Il secondo pilastro di questa strategia (l’arrivo dei fondi del RRF nei tempi e nella quantità su cui conta il presidente del Consiglio) è stata messa in serio dubbio dal Consiglio europeo del primo e del 2 ottobre. Per questo motivo, nella conferenza stampa successiva alla riunione, Conte ha trattato del RRF (che non era all’ordine del giorno di un Consiglio dedicato alla politica estera, soprattutto a quella nel Mediterraneo, dell’Unione europea), sostenendo che “l’Italia non permetterà ritardi”.
Il Presidente del Consiglio, con tale affermazione, ha inteso, per così dire, “tenere alto il morale delle truppe”. Ben sa che in un’Ue a 27 in cui ciascun Stato membro ha diritto di veto su temi di rilievo come il RRF, è difficile oggi contare su finanziamenti europei nel volume e nella tempistica delineata nel comunicato diramato dal lungo Consiglio europeo di metà luglio. La stessa Angela Merkel, che presiede sino alla fine dell’anno l’Ue, lo ha ammesso, avvertendo che “farà di tutto per rispettare la tempistica” (ma nulla ha detto sul volume).
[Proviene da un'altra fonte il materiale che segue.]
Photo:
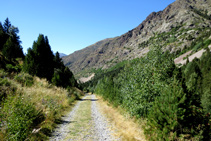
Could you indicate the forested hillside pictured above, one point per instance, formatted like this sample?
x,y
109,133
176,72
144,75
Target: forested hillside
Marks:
x,y
35,89
174,100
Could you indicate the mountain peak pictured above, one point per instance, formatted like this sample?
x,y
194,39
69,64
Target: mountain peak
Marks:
x,y
175,23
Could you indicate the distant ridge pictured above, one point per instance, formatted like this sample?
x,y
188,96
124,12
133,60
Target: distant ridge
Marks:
x,y
174,28
62,55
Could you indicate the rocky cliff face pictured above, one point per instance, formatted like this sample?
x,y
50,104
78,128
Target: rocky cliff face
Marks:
x,y
176,27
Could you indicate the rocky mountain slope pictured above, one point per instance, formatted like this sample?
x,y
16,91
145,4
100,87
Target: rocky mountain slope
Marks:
x,y
174,28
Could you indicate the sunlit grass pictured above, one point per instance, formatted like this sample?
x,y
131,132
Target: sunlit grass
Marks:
x,y
125,127
50,100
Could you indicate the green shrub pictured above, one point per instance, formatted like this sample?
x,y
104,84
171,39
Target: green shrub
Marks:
x,y
165,115
6,88
25,79
20,116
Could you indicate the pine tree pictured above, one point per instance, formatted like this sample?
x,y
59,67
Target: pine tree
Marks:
x,y
166,114
40,58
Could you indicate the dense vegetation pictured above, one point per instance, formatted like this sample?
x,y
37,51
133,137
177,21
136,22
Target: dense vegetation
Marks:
x,y
175,101
30,101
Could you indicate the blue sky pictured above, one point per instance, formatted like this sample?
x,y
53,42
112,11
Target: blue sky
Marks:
x,y
75,24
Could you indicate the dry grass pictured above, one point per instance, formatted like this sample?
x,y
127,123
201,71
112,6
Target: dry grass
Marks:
x,y
50,100
126,128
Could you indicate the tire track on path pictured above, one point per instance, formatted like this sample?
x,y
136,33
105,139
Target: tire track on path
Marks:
x,y
84,122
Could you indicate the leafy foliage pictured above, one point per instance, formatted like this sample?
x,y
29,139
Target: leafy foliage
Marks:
x,y
20,117
174,101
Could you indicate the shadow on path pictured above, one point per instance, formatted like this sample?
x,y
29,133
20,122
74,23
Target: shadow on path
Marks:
x,y
88,100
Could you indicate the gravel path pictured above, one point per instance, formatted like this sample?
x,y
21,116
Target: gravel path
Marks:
x,y
62,131
99,126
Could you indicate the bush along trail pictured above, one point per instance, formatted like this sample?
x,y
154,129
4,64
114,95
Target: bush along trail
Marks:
x,y
84,122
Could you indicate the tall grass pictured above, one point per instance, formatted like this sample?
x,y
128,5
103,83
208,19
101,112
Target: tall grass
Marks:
x,y
30,112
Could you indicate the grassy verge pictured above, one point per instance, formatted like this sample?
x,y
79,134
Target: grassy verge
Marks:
x,y
30,106
126,128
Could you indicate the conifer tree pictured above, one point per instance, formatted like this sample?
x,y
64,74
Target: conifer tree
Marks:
x,y
40,57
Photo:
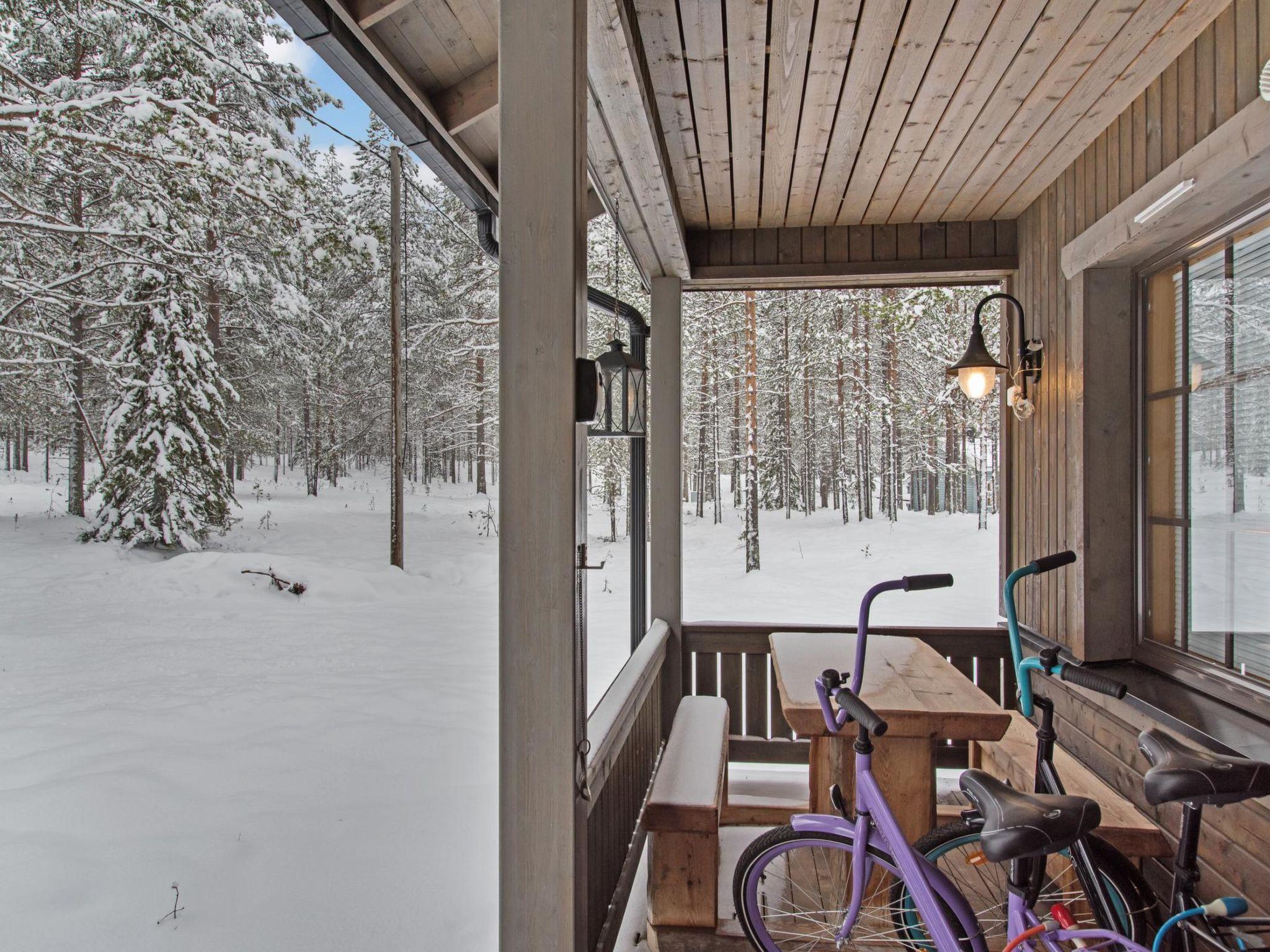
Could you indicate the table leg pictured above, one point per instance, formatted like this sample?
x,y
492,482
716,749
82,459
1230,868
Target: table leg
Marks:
x,y
905,769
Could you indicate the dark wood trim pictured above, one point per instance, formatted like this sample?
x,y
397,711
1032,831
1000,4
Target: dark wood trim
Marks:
x,y
788,275
761,751
752,637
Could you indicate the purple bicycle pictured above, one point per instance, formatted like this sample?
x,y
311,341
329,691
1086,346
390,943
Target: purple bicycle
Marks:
x,y
827,881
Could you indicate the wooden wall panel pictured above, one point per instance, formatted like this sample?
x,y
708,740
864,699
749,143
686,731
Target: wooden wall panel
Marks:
x,y
1213,77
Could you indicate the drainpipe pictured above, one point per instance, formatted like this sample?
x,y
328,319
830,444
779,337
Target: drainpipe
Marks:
x,y
639,332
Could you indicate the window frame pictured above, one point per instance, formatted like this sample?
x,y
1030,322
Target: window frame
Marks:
x,y
1209,677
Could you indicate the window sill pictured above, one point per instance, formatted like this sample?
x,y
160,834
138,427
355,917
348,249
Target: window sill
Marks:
x,y
1189,707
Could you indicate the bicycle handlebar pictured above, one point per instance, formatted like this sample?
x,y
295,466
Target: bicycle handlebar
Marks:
x,y
860,712
920,583
1094,681
910,583
1054,562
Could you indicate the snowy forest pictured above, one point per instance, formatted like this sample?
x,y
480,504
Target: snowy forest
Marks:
x,y
190,287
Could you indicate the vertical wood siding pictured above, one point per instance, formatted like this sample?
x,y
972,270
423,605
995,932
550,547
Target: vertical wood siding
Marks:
x,y
1214,77
1206,86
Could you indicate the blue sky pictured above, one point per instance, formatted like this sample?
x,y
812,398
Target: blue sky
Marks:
x,y
351,117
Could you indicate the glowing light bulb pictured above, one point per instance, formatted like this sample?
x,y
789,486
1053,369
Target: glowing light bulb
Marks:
x,y
977,382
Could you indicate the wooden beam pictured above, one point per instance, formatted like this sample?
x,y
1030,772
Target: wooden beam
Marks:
x,y
411,90
1231,168
367,13
470,99
946,271
626,110
666,560
543,135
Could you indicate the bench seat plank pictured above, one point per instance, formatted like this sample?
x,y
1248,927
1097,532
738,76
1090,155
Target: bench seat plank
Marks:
x,y
1014,758
689,790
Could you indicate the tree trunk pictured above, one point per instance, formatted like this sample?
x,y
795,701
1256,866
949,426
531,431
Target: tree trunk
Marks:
x,y
751,433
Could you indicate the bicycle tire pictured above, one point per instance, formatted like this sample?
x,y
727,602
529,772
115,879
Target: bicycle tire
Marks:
x,y
758,857
1135,902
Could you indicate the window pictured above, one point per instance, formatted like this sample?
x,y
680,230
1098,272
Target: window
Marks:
x,y
1206,430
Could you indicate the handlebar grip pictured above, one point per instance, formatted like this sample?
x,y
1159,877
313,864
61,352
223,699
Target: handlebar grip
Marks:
x,y
1055,560
917,583
1093,681
860,712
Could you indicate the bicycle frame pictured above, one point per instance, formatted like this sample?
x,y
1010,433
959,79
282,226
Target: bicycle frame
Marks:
x,y
1046,776
1198,933
926,884
1021,917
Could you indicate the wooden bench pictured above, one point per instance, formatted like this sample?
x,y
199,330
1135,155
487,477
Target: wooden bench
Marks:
x,y
682,818
1014,758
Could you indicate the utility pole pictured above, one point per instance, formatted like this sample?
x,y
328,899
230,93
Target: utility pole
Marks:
x,y
397,542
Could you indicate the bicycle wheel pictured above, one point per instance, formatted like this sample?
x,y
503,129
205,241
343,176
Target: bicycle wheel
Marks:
x,y
791,891
954,848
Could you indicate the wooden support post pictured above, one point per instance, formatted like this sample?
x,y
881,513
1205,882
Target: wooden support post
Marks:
x,y
1100,302
667,526
543,179
397,541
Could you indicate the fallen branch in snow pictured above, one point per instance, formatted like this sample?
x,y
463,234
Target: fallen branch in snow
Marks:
x,y
295,588
174,909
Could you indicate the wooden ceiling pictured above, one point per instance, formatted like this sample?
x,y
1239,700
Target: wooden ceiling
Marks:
x,y
784,113
726,115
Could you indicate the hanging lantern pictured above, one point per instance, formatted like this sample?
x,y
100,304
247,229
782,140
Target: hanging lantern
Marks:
x,y
624,394
977,369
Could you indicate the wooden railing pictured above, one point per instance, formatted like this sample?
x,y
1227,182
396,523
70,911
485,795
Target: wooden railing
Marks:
x,y
733,660
624,735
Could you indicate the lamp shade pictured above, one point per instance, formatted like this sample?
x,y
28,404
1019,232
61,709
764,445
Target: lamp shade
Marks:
x,y
977,369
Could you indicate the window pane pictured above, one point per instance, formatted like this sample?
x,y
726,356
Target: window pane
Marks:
x,y
1165,457
1165,579
1230,508
1253,302
1163,330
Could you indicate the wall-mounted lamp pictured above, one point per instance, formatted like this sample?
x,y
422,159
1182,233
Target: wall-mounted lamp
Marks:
x,y
977,369
618,399
1166,200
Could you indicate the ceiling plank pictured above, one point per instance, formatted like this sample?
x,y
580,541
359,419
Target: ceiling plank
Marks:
x,y
1062,18
1080,55
470,99
950,66
1099,103
708,77
610,177
367,13
624,100
659,30
918,41
399,75
876,36
786,76
747,41
1014,20
835,31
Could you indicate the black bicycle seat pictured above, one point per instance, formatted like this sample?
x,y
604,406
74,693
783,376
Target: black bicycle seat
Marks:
x,y
1184,774
1019,824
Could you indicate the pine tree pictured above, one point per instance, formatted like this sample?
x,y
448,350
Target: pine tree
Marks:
x,y
166,484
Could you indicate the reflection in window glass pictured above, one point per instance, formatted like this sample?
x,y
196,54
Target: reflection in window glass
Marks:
x,y
1207,432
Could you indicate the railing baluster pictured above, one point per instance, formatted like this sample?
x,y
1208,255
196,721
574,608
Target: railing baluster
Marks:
x,y
708,676
729,691
780,726
756,695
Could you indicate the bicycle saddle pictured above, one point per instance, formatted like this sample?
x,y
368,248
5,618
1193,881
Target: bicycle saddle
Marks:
x,y
1019,824
1184,774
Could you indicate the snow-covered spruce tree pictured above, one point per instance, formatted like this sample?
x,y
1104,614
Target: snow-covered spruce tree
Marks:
x,y
166,484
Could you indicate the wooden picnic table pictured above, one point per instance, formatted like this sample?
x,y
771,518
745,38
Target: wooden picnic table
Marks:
x,y
922,697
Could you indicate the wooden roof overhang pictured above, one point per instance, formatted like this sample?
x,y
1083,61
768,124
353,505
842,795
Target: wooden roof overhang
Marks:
x,y
784,143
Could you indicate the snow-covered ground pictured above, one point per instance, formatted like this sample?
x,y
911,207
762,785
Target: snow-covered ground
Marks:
x,y
319,772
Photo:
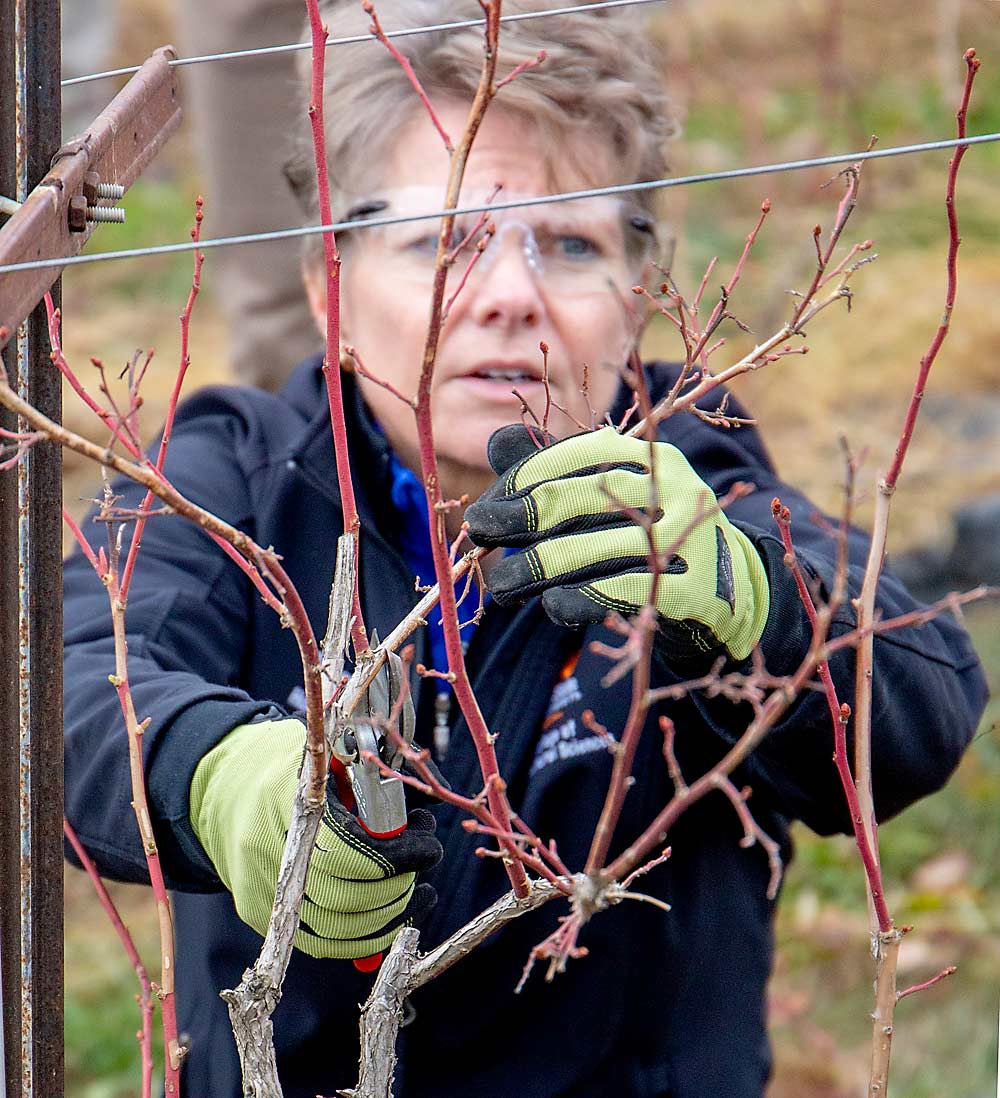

In effetti, il RRF è in una doppia trappola. Da un lato, com’è stato analizzato su questa testata in agosto, per avere un fondo delle dimensioni (e della suddivisione tra prestiti e sovvenzioni) quale delineato in luglio, è necessario trasferire capacità impositiva – per imposte di scopo quali quelle sulla plastica, sulle transazioni finanziarie, sui “giganti del web”- dai singoli Stati dell’Unione all’Ue, in particolare alla Commissione: gli stessi esperti giuridici dell’Esecutivo comunitario concordano che ciò richiede un accordo intergovernativo (ossia un trattato) e relative ratifiche dai Parlamenti dei 27 Stati membri. È sufficiente che qualche Stato sia ostile alla “generosità europea” verso Paesi ritenuti, a torto o a ragione, “spendaccioni” per bloccare tutto il processo o limitare seriamente il volume del RRF (che verrebbe sorretto unicamente da un bilancio pluriennale comunitario il cui iter non si è peraltro concluso). Al momento, 7 Stati su 27 sono visibilmente contrari alla “generosità” e vorrebbero un RRF fortemente ridimensionato. Alcuni di loro hanno promesso ai loro elettori che si metteranno di traverso.
Da un altro, il Parlamento europeo e successivamente vari Stati dell’Ue hanno sollevato il nodo dei finanziamenti a Paesi che non sembrano rispettare “lo Stato di diritto” come raffigurato dai “valori europei” quali indicati nei trattati fondanti dell’Ue. Polonia e Ungheria sono sotto accusa in materia d’indipendenza della magistratura e di libertà di stampa e reagiscono non dando il loro assenso al RRF quale delineato a fine luglio. In totale, quindi, gli Stati recalcitranti nei confronti del RRF, quale ipotizzato da Giuseppe Conte, aumentano da sette a nove.
La Cancelliera Merkel sta tentando una mediazione. Non è più, però, “la ragazza” che con la sua energia irritava Helmut Kohl. Da quei tempi sono passati vent’anni ed è un po’ sul viale del tramonto. Una mediazione su temi così delicati e con tante dramatis personae richiede tempo. È questa è una risorsa molto scarsa per Conte che deve predisporre una Legge di bilancio entro un paio di settimane. Venendo a mancare, quanto meno nei tempi e probabilmente nelle dimensioni previste, il RRF, per la vera e immediata esigenza dei finanziamenti per la sanità non resta che far ricorso a quello sportello del Meccanismo europeo di stabilità (Mes) che è anatema per un Movimento 5 Stelle in piena crisi e sull’orlo di una scissione.
Conte è, quindi, di fronte a un dilemma. Se, come insiste da tempo il Partito democratico, si rivolge al Mes, riesce a fare quadrare (almeno sulla carta) la Legge di bilancio, ma rischia di fare esplodere il M5S (di cui è stato espressione e forse lo è ancora). Se invece non si rivolge al Mes i conti non quadrano. Neanche sulla carta.